At the same time, as many Czech journalists noted, compared to the 1990s of the 20th century, top-ranking officials developed "immunity" to criticism in the media.
"Previously, if the media disclosed a scandal, the officials could not ignore it. There was a reaction on their part. Now they can afford it. This is partly due to the fact that the media are losing influence," Libor Kukal said.

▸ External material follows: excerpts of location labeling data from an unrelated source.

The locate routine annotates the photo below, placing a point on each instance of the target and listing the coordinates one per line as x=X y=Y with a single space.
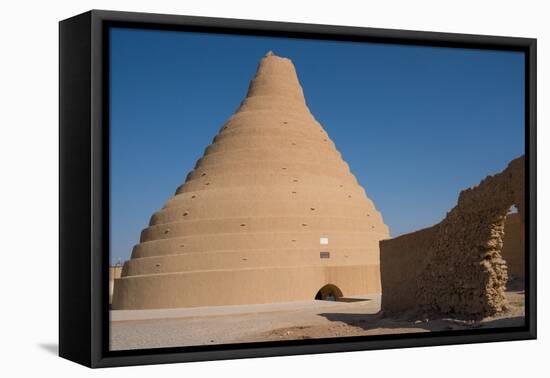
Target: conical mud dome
x=271 y=213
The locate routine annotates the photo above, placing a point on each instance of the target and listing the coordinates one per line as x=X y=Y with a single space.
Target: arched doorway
x=329 y=292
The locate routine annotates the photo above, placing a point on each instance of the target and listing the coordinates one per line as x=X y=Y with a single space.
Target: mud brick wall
x=401 y=259
x=462 y=273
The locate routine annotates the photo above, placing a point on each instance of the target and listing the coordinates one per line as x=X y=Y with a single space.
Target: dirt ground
x=288 y=321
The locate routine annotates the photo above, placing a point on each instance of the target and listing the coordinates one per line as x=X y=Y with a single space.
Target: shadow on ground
x=374 y=321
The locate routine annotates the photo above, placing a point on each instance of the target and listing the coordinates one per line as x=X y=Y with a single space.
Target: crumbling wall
x=513 y=250
x=401 y=259
x=462 y=273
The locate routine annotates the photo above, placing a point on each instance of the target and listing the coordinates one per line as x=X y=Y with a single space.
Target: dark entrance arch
x=329 y=292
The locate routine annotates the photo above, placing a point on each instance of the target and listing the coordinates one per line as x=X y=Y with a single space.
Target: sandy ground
x=281 y=321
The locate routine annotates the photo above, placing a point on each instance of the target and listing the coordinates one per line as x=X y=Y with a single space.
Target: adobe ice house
x=271 y=213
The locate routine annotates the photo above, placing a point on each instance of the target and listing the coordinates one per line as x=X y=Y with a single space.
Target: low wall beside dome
x=460 y=266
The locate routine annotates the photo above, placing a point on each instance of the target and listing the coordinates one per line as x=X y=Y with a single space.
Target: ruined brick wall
x=463 y=273
x=513 y=250
x=401 y=259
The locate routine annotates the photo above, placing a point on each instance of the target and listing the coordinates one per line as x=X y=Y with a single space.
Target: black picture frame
x=84 y=188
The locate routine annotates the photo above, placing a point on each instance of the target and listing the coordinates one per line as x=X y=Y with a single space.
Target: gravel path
x=298 y=320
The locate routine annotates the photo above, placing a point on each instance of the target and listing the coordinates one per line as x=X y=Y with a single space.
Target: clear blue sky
x=415 y=124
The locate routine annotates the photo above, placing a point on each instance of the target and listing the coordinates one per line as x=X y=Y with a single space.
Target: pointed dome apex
x=276 y=76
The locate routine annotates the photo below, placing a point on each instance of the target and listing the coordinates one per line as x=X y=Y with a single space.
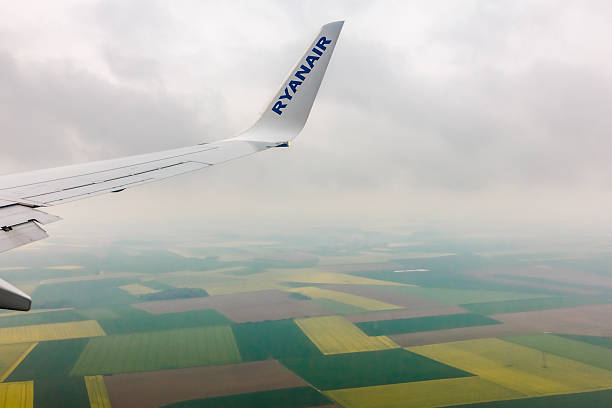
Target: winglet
x=286 y=115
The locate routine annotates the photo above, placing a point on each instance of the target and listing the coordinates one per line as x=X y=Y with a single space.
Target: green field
x=364 y=369
x=169 y=321
x=585 y=353
x=594 y=340
x=418 y=324
x=59 y=316
x=272 y=339
x=84 y=294
x=49 y=365
x=526 y=305
x=301 y=397
x=451 y=296
x=157 y=351
x=338 y=307
x=594 y=399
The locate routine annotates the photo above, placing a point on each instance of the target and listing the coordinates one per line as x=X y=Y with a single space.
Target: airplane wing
x=24 y=195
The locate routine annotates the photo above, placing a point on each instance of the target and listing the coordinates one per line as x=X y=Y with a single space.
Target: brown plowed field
x=592 y=320
x=459 y=334
x=242 y=307
x=404 y=314
x=158 y=388
x=385 y=295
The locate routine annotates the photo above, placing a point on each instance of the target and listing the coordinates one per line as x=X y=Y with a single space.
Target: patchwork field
x=384 y=294
x=593 y=399
x=460 y=334
x=301 y=397
x=424 y=394
x=53 y=331
x=522 y=369
x=138 y=289
x=525 y=305
x=420 y=324
x=158 y=388
x=335 y=334
x=368 y=368
x=96 y=390
x=585 y=353
x=242 y=307
x=404 y=314
x=272 y=339
x=347 y=298
x=159 y=350
x=451 y=296
x=17 y=394
x=582 y=320
x=11 y=355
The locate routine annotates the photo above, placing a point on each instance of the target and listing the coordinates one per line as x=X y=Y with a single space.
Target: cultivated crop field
x=522 y=369
x=141 y=326
x=335 y=335
x=159 y=350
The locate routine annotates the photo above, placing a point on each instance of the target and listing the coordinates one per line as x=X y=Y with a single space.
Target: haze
x=472 y=116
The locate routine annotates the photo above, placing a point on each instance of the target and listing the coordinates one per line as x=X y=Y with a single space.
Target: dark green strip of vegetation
x=428 y=323
x=594 y=399
x=369 y=368
x=594 y=340
x=49 y=359
x=175 y=293
x=526 y=305
x=40 y=318
x=151 y=323
x=272 y=339
x=60 y=392
x=86 y=294
x=300 y=397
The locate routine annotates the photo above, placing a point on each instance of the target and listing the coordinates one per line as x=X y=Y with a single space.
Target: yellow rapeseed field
x=138 y=289
x=96 y=390
x=52 y=331
x=17 y=394
x=349 y=299
x=314 y=275
x=522 y=369
x=11 y=355
x=336 y=335
x=423 y=394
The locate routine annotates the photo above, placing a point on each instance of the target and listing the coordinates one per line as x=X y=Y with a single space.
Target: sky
x=471 y=115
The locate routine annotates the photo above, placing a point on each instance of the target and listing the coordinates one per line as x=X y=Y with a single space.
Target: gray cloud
x=472 y=103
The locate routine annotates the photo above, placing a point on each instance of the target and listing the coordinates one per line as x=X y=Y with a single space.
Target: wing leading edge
x=22 y=195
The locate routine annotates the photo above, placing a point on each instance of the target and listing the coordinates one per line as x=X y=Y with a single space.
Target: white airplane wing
x=23 y=195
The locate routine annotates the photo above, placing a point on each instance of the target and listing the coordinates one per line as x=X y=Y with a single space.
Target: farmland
x=148 y=351
x=428 y=323
x=171 y=386
x=369 y=368
x=522 y=369
x=53 y=331
x=426 y=394
x=292 y=323
x=334 y=335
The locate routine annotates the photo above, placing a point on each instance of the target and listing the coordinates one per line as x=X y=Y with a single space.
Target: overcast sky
x=464 y=114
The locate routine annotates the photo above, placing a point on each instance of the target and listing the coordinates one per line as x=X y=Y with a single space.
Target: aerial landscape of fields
x=344 y=318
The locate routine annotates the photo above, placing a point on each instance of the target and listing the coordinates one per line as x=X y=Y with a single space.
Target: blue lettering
x=322 y=41
x=300 y=73
x=285 y=95
x=294 y=84
x=310 y=60
x=278 y=106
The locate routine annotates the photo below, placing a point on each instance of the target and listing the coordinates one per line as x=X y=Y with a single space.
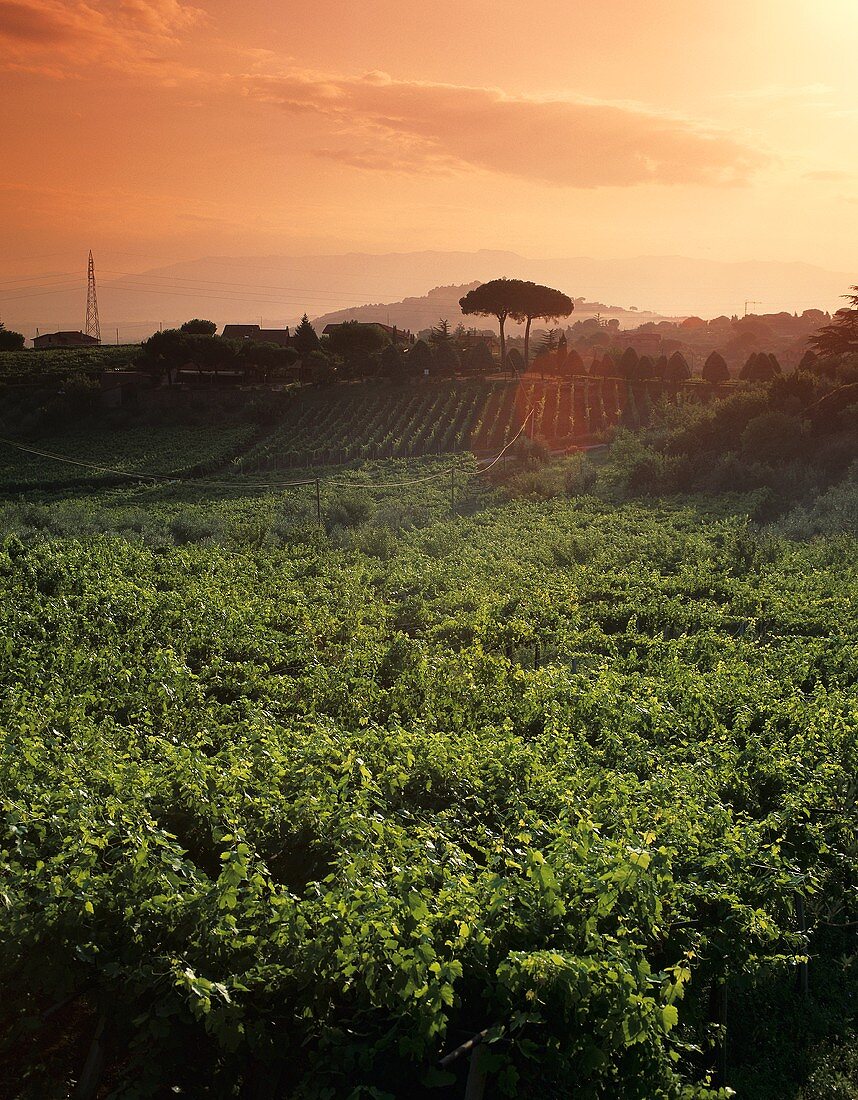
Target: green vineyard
x=73 y=458
x=369 y=421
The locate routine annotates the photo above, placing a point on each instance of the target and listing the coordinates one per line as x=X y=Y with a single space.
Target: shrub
x=348 y=507
x=772 y=437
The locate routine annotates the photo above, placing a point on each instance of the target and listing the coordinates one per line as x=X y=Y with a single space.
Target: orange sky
x=158 y=130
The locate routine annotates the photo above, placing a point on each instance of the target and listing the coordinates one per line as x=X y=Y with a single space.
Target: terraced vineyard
x=367 y=421
x=157 y=450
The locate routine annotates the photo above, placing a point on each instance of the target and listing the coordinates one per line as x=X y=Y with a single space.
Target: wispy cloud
x=58 y=37
x=378 y=123
x=813 y=94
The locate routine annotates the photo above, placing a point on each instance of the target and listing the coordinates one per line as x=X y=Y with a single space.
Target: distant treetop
x=199 y=327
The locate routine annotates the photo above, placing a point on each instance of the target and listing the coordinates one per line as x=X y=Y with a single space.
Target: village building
x=403 y=337
x=257 y=334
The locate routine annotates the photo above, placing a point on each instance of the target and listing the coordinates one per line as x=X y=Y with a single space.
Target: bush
x=772 y=437
x=348 y=507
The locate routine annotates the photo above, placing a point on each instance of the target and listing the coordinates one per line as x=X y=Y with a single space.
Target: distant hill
x=425 y=311
x=279 y=288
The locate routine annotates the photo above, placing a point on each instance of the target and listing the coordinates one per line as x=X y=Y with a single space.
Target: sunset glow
x=158 y=130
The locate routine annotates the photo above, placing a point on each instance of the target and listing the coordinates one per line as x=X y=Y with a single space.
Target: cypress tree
x=678 y=369
x=573 y=364
x=715 y=369
x=479 y=359
x=807 y=361
x=628 y=364
x=419 y=358
x=515 y=361
x=446 y=359
x=305 y=339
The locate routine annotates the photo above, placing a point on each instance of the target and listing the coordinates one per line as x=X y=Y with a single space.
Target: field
x=345 y=425
x=295 y=815
x=300 y=792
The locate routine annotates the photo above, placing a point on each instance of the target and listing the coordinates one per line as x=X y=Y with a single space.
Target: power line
x=143 y=475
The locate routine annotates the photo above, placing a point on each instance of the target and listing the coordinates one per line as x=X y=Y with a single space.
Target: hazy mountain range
x=277 y=289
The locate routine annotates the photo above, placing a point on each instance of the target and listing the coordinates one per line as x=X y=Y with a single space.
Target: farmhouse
x=279 y=337
x=395 y=336
x=65 y=340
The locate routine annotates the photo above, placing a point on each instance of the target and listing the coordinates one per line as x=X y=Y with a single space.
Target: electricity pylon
x=92 y=328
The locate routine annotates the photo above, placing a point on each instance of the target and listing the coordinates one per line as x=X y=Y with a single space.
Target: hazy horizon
x=276 y=290
x=160 y=131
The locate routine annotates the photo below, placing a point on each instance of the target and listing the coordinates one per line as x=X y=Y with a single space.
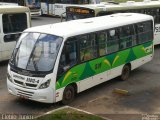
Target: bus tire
x=68 y=95
x=125 y=72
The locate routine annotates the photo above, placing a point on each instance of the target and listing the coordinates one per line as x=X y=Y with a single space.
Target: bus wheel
x=68 y=95
x=125 y=72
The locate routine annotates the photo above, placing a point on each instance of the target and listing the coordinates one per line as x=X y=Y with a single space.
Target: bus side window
x=102 y=42
x=144 y=31
x=68 y=56
x=113 y=41
x=127 y=37
x=88 y=47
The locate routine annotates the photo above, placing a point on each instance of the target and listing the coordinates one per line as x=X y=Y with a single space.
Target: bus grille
x=25 y=94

According to media representative, the media began to please the public in any way, instead of educating it. "Several years ago, a serial killer was put in jail. The man turned out to be very charismatic, with an interesting life story. He escaped from prison, was hiding. He was made a kind of hero. Even a feature film was shot. When he was released, one of the media signed contract with him to publish his stories. Now he is a national hero, that is, a serial killer has become a moral authority," the editor of the Czech radio said.
Do not cross the line!
The conversation with him confirms that even in democratic countries politicians of different ranks and officials are not examples of openness and do not always take into account opinions expressed in newspapers or on television. But a truly independent judiciary allows the mass media to openly and severely criticize the authorities for their illegal actions, not permitting them to overstep the line of truly democratic norms.
It seems that it is still too early to talk about real freedom of speech in Kyrgyzstan until the reform of the judicial system, which will lead to its true independence, has not occurred.